In central Kyiv, just meters from a tourist route, two women were preparing to kill a Ukrainian serviceman. The Security Service of Ukraine (SBU) stopped them before the explosives were planted — but not through agent surveillance of the suspects. Instead, they were caught due to a detail the perpetrators overlooked: a GPS tracker on the victim's vehicle was discovered before the operation entered its active phase.
Two women, two assignments, zero contact between them
According to the investigation, the agents operated in isolation from each other — a classic "cell" scheme where the failure of one does not expose the other. The first was an unemployed resident of Sumy region: promised "easy money," she came to Kyiv, checked into a hotel, and assembled a homemade explosive device following video instructions from her handler in Russia.
The woman hid the finished bomb in a cache at one of the capital's cemeteries. To avoid suspicion, she disguised herself as an elderly woman in a headscarf carrying flowers.
"Retrieving the IED from the cache and securing it with a GPS tracker under the serviceman's vehicle was assigned to another agent"
Security Service of Ukraine
The second agent turned out to be a former confectionery shop owner from Sevastopol. When her business failed and debts accumulated, Russian intelligence services offered her a "way out." The woman arrived in Kyiv, where she initially conducted surveillance on the serviceman: documenting his locations and routes. She was supposed to be the one to finally plant the bomb under the car and detonate it remotely.
What caused the operation to fail
SBU officers discovered the GPS tracker on the serviceman's vehicle before the explosive was planted. This became the entry point into the operation: one of the agents was detained "red-handed" — at the moment she came to retrieve the bomb from the cemetery cache. The second was apprehended at her residence, where investigators found nearly 6 kilograms of explosives.
Both are in custody without the right to bail. Based on the evidence, they have been charged under several articles of the Criminal Code, including state treason during martial law and preparation of a terrorist act pursuant to a prior agreement. Both face life imprisonment.

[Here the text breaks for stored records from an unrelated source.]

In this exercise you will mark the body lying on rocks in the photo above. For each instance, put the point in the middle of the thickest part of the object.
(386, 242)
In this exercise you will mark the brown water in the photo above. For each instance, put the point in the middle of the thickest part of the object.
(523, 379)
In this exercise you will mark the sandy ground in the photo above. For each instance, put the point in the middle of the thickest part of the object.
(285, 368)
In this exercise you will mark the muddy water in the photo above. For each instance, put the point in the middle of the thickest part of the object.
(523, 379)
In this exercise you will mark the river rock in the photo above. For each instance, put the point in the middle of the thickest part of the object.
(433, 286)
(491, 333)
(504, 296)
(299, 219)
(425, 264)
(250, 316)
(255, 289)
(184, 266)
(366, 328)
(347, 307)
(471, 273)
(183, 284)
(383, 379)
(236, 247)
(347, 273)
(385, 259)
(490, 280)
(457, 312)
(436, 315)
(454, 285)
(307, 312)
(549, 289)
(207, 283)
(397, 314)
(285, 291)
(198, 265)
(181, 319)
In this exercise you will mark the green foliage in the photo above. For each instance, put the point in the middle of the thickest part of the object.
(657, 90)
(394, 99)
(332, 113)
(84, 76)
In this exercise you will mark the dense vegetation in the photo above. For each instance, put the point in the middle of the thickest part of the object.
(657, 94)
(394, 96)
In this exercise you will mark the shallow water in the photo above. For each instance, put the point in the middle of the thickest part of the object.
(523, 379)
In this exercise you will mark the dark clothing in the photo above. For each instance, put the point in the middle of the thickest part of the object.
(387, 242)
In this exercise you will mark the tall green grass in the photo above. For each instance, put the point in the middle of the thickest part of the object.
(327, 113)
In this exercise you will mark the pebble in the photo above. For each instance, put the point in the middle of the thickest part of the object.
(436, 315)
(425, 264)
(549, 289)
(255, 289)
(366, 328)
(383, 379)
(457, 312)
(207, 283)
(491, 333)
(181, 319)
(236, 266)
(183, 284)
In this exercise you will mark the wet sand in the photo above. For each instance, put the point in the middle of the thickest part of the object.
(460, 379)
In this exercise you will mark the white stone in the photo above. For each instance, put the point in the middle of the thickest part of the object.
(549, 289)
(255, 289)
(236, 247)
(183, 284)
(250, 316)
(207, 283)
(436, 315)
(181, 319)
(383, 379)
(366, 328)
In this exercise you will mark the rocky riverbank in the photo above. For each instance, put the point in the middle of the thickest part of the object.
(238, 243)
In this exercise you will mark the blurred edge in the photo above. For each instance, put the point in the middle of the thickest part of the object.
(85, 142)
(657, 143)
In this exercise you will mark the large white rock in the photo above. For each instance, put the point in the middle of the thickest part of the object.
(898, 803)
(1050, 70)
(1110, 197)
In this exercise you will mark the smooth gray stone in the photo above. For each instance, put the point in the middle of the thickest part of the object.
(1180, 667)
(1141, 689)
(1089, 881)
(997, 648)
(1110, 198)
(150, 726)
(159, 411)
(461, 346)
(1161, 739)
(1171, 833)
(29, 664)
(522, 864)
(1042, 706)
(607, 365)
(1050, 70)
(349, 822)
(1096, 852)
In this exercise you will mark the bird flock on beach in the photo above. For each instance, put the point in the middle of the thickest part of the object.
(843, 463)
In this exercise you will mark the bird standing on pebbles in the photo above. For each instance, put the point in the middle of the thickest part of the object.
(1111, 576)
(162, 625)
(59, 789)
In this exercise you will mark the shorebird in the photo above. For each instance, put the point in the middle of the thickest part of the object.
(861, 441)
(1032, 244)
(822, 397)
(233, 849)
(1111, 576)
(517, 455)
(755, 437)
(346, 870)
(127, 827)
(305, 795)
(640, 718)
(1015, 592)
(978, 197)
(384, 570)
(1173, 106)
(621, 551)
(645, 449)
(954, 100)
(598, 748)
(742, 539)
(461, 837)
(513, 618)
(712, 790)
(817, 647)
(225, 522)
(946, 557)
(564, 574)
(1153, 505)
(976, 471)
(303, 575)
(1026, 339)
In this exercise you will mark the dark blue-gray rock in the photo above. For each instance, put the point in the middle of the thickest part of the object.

Mass casualty as the objective
According to the SBU's assessment, an explosion in the pedestrian zone of Maidan was designed not only to kill the specific serviceman but also to cause mass casualties among civilians. Maidan Nezalezhnosti is one of the capital's most visited locations.

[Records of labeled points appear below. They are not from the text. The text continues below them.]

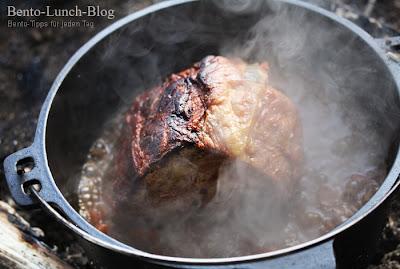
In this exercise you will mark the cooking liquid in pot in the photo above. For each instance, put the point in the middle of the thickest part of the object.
(242, 218)
(343, 168)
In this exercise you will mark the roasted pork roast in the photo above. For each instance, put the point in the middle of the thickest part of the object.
(180, 133)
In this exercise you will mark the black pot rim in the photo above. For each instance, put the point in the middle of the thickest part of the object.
(387, 187)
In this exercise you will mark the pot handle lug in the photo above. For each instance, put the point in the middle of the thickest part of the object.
(22, 169)
(30, 185)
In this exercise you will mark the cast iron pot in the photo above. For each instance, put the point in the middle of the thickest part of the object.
(138, 50)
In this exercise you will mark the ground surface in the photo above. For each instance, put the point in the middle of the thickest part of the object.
(31, 58)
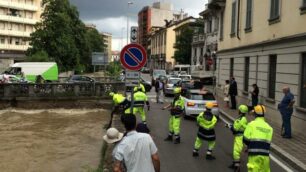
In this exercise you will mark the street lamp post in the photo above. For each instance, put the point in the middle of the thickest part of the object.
(127, 23)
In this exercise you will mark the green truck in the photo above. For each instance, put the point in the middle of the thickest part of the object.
(31, 70)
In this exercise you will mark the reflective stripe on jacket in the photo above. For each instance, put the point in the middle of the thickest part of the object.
(239, 125)
(178, 106)
(207, 122)
(258, 136)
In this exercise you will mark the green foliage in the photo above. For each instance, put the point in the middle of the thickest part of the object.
(39, 56)
(64, 37)
(182, 46)
(113, 69)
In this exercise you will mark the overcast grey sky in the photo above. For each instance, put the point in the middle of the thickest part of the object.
(110, 15)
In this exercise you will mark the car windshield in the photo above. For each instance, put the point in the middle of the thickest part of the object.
(185, 77)
(159, 72)
(196, 96)
(173, 81)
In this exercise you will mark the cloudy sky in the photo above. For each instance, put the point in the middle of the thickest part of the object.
(110, 15)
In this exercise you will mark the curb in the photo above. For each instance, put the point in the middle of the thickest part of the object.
(288, 158)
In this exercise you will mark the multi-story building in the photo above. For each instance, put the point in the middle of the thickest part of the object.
(264, 42)
(108, 44)
(162, 43)
(17, 20)
(205, 44)
(152, 16)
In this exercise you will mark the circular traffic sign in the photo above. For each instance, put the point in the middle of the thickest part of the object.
(133, 57)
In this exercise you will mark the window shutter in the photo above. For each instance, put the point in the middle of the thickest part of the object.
(249, 14)
(233, 18)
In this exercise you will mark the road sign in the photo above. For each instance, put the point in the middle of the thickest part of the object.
(133, 57)
(132, 78)
(134, 32)
(99, 58)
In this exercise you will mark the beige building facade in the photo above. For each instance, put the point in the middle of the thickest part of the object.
(17, 20)
(264, 43)
(162, 44)
(108, 44)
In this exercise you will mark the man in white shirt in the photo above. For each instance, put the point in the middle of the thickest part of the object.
(136, 151)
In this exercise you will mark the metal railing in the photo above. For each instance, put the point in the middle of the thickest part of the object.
(58, 90)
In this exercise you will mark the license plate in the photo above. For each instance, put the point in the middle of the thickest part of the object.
(200, 106)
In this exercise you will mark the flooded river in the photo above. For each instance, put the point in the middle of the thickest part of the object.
(50, 141)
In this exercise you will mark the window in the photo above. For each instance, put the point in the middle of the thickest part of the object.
(221, 25)
(274, 10)
(2, 26)
(2, 40)
(209, 26)
(10, 40)
(232, 67)
(272, 76)
(246, 73)
(303, 7)
(233, 24)
(303, 86)
(248, 24)
(216, 27)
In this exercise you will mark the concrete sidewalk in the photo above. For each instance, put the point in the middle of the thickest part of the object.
(293, 151)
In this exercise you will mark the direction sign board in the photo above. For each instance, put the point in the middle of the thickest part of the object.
(99, 58)
(133, 57)
(132, 78)
(134, 32)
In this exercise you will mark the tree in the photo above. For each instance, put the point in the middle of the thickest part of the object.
(61, 34)
(95, 43)
(39, 56)
(113, 69)
(182, 46)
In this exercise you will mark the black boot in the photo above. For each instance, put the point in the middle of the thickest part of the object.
(177, 140)
(232, 166)
(169, 138)
(195, 153)
(210, 157)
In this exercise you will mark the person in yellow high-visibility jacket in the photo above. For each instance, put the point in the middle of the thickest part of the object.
(142, 88)
(238, 128)
(177, 109)
(140, 99)
(258, 137)
(207, 122)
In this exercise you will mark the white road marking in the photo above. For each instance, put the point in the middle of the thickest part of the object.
(273, 158)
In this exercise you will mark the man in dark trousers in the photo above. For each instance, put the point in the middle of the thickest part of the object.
(233, 93)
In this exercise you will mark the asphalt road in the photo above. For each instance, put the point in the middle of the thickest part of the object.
(178, 158)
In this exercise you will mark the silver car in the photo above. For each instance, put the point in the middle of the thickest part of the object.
(169, 86)
(195, 101)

This is not the first such case: previously, the SBU detained a 24-year-old agent who detonated a serviceman's vehicle in Kyiv's Obolon district; a GRU agent who attempted to blow up a National Guard fighter received a 7.5-year prison sentence this year. The pattern of recruitment through financial vulnerability repeats systematically.
- Recruitment through debts or promises of easy money — both schemes have been tested on socially vulnerable Ukrainian citizens
- Isolated "cells" — the agents were unaware of each other, which was meant to protect the operation from exposure
- Cover operations in public places — a cache at a cemetery, disguise as an elderly civilian
- Prior surveillance before planting — the target was followed in advance
If the GPS tracker truly was the only thread that led to exposure of the operation, one question remains open: how many similar operations lacked such an obvious technical error on the enemy's part, and is Ukrainian military personnel in civilian environments a systematic target for targeted killings rather than merely collateral objectives?